As Lena Dunham illustrates in the HBO series “Girls”, this period of entering the real world after college can be blistering, both emotionally and financially. At the show’s onset, Hannah, the 24-year old protagonist living in Greenpoint, Brooklyn, has been working at a publishing house, without pay, for just under a year. When she realizes that her hope of eventually being compensated for her labor is moot, she leaves for a low paying job in a field in which she has no long-term interest. There, she is sexually harassed, albeit in a fairly ambiguous manner, by her older male boss. Experiencing disgust and rage, she becomes the aggressor and confronts her boss about his desire to have sex with her: “let’s just get it over with” she suggests. The boss, stunned at her inappropriateness, laughs at her as if she were a child, highlighting the absurdity of the moment. She has been doubly diminished- both her professional and social value have been suddenly debased. Hannah flees to her sexually compulsive and rather cruel boyfriend. We see now that she is emotionally and physically violated in both her work and her intimate life.

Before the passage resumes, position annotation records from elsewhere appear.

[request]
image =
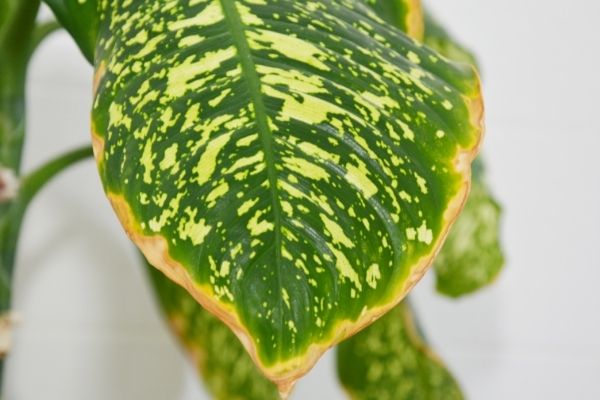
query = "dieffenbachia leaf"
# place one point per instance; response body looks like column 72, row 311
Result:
column 225, row 366
column 406, row 15
column 294, row 165
column 80, row 19
column 390, row 360
column 472, row 256
column 439, row 39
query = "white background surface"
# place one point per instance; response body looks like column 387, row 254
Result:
column 89, row 330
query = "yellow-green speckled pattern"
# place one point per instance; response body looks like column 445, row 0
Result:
column 226, row 368
column 472, row 256
column 391, row 361
column 297, row 158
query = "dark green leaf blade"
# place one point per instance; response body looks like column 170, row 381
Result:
column 80, row 19
column 222, row 361
column 438, row 38
column 391, row 361
column 282, row 161
column 406, row 15
column 472, row 257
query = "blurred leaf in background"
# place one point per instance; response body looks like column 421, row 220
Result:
column 228, row 371
column 390, row 360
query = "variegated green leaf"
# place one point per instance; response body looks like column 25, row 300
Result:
column 391, row 361
column 225, row 366
column 294, row 165
column 471, row 257
column 80, row 18
column 406, row 15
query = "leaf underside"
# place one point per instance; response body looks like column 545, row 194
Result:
column 294, row 165
column 390, row 361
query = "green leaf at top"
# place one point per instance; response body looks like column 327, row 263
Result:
column 472, row 256
column 438, row 38
column 224, row 364
column 80, row 18
column 391, row 361
column 294, row 165
column 406, row 15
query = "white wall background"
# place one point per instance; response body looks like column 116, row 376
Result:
column 89, row 330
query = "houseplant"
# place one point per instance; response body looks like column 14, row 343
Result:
column 332, row 135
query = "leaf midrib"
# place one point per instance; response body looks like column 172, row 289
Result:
column 236, row 27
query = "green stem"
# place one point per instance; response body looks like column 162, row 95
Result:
column 11, row 219
column 42, row 31
column 10, row 223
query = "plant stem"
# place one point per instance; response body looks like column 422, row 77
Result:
column 10, row 227
column 10, row 223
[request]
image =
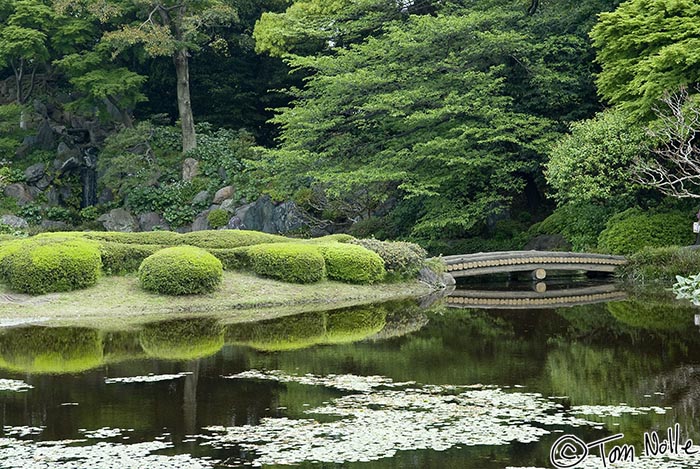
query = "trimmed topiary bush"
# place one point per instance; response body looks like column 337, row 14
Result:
column 351, row 263
column 232, row 259
column 182, row 339
column 634, row 230
column 401, row 260
column 40, row 266
column 181, row 270
column 118, row 258
column 289, row 262
column 218, row 218
column 226, row 239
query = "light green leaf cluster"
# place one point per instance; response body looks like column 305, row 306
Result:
column 647, row 47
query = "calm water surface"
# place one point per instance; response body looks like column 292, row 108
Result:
column 392, row 385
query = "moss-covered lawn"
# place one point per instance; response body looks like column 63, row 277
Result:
column 117, row 301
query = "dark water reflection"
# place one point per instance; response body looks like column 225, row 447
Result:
column 644, row 351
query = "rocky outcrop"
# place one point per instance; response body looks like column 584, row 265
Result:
column 264, row 215
column 15, row 222
column 119, row 219
column 20, row 192
column 223, row 194
column 150, row 220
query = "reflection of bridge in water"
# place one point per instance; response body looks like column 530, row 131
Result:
column 538, row 297
column 537, row 262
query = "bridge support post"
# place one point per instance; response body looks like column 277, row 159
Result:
column 539, row 274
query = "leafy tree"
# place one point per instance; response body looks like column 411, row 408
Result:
column 647, row 47
column 168, row 28
column 453, row 109
column 595, row 162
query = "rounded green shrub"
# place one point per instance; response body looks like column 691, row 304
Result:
column 635, row 230
column 182, row 339
column 353, row 264
column 218, row 218
column 181, row 270
column 50, row 350
column 401, row 260
column 40, row 266
column 289, row 262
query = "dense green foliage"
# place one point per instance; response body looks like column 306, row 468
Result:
column 646, row 48
column 595, row 161
column 39, row 266
column 181, row 270
column 289, row 262
column 352, row 264
column 634, row 230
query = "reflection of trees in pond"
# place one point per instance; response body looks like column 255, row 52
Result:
column 50, row 350
column 305, row 330
column 182, row 339
column 654, row 314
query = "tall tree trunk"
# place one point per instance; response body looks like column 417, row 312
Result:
column 184, row 104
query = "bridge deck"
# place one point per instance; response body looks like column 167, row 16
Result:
column 513, row 261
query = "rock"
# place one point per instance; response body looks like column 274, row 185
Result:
column 43, row 183
column 14, row 222
column 53, row 225
column 150, row 220
column 20, row 192
column 264, row 215
column 46, row 139
column 106, row 196
column 202, row 198
column 200, row 222
column 223, row 194
column 228, row 205
column 35, row 172
column 190, row 169
column 52, row 196
column 119, row 220
column 548, row 243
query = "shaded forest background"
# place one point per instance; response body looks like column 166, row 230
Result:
column 462, row 125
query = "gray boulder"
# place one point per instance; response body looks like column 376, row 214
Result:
column 20, row 192
column 223, row 194
column 119, row 220
column 35, row 172
column 190, row 169
column 14, row 222
column 150, row 220
column 264, row 215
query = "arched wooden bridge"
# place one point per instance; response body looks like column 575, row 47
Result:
column 537, row 262
column 536, row 298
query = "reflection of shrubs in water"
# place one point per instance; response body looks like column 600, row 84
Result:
column 50, row 350
column 182, row 339
column 653, row 315
column 594, row 374
column 304, row 330
column 353, row 325
column 287, row 333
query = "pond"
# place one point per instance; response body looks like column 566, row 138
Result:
column 390, row 385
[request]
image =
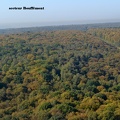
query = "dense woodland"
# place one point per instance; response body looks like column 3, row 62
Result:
column 60, row 75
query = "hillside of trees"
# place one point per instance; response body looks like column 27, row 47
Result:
column 60, row 75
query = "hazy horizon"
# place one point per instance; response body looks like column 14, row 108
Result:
column 58, row 13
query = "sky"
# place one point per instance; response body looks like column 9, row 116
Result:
column 58, row 12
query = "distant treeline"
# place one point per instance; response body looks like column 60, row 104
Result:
column 82, row 27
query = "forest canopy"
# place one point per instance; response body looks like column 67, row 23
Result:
column 60, row 75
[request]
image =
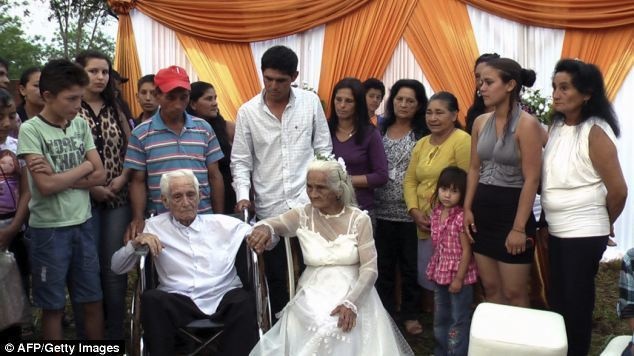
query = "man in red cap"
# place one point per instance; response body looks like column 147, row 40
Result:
column 171, row 140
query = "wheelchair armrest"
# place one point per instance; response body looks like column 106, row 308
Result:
column 142, row 250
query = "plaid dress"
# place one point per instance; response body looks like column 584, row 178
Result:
column 444, row 263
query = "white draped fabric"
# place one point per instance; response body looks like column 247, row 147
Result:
column 533, row 47
column 158, row 46
column 403, row 65
column 539, row 49
column 624, row 227
column 309, row 47
column 536, row 48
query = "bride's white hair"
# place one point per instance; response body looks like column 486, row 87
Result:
column 337, row 180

Hannah’s experience vividly illustrates the loss of self, self-esteem, self-efficacy in a world of employment scarcity where creativity, intelligence and vision is often overlooked for more mundane skills (we see that one of Hannah’s colleagues was in fact able to gain pay at the publisher due to her facilities with Photoshop). Potentially, self-doubt, depression and anxiety can develop in reaction to the intense struggle to find one’s place in the world based on cherished values and ethics which define the self.

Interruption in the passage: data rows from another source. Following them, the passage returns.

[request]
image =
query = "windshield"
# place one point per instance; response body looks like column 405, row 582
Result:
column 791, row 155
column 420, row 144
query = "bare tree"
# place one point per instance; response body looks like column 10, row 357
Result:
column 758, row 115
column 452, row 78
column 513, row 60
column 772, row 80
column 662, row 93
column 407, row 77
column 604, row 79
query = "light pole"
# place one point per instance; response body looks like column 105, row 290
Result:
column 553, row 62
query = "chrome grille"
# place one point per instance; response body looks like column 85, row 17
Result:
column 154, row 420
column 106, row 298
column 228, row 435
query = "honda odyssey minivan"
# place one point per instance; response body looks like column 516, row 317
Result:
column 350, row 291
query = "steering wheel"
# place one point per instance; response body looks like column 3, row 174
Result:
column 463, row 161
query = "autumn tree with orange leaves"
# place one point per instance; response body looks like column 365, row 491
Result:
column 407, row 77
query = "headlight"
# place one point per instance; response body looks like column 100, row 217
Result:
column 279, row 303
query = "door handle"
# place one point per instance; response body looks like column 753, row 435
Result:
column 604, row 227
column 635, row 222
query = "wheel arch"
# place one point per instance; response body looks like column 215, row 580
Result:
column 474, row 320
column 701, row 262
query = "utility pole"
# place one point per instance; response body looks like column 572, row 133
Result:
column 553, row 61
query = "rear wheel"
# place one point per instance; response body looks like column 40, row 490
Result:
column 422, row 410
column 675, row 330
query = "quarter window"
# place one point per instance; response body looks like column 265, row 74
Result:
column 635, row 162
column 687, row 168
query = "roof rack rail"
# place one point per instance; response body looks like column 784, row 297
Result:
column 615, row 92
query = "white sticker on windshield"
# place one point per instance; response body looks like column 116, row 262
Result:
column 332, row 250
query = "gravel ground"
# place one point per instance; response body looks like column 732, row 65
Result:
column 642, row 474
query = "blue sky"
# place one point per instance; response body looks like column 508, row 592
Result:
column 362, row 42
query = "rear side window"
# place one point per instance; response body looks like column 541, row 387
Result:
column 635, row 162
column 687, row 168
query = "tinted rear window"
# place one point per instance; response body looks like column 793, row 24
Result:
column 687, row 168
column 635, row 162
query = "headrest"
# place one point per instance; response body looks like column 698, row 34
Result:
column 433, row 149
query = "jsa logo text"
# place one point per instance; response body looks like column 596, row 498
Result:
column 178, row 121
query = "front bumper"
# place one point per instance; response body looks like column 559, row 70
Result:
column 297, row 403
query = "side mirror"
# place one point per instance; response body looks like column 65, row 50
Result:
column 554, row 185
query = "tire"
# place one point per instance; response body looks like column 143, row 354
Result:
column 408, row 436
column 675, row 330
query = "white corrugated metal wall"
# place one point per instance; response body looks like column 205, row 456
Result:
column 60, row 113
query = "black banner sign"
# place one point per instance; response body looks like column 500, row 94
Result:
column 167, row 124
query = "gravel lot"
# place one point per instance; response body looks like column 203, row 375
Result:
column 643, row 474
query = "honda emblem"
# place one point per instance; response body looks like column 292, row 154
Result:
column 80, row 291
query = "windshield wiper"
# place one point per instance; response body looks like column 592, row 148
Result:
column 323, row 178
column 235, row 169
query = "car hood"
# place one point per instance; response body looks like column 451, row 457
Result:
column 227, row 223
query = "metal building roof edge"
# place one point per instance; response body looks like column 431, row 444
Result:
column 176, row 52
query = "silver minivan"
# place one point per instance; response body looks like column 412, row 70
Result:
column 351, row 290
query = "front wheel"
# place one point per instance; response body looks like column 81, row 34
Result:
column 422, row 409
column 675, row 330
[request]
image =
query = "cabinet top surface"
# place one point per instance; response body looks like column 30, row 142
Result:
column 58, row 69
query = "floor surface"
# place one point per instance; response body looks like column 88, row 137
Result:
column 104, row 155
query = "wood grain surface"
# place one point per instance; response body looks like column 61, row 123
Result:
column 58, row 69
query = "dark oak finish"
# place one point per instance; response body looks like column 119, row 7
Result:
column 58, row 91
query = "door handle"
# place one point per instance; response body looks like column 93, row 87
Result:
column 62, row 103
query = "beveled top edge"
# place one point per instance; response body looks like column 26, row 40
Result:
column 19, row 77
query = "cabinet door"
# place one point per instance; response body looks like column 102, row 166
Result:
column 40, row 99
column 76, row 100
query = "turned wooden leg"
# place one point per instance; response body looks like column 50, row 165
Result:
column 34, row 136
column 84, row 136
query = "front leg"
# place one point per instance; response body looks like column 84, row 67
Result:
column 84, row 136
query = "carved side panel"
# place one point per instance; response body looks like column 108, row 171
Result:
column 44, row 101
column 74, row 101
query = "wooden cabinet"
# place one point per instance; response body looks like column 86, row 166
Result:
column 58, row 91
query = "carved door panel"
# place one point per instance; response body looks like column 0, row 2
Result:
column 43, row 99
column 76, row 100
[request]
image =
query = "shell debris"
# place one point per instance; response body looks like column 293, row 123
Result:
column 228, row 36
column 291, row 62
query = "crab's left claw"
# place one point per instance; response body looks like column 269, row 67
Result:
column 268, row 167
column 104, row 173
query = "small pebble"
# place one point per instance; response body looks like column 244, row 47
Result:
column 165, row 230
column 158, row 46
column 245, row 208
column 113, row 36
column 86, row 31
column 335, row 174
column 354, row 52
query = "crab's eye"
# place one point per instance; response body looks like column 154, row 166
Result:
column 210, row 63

What I have found as a clinician is that dialogue must focus on the socioeconomic conditions in which the college graduate finds him- or herself, that this hiring slow-down is something that occurred for many reasons, often centering on unregulated greed by major institutions. If interested, the patient should become familiar with this history and perhaps attain efficacy via a sense of critique. Their unemployment or underemployment is not a reflection of their strengths and talent. Many decide to take a job outside of their field of interest, but they may continue to be invested in their passions in some form. However, if the volunteering or internship is not a source of new knowledge, it may not be worth the time, particularly if the advantages of the internship prove to be greater for the company than for the graduate. Some take on the risk of entrepreneurship at this point. Most importantly, the fact that the recent college grad may not be able to implement their dreams at a pace they previously thought does not make them any less of a visionary. Good news is that eventually most college graduates do find work that they feel is “good enough,” despite the fact that for many the road is long and windy.
For the family, this is also a trying time as parents too may be struggling financially and wondering if the steep price of college was worth it. Others may continue to support the graduate without an end in sight. A middle ground, which fosters support, mostly in form of validation and understanding seems to have the most emotional traction even though the graduate may be supporting him or herself in a job unlike what was previously imagined.
Probably, most important , if available, is to cultivate support from friends and mentors, tell stories of success but also those involving the absurdities of this process as one confronts narcissism and delusions of grandeur from employers that have such unabashed power of selection. It’s worth the chuckle.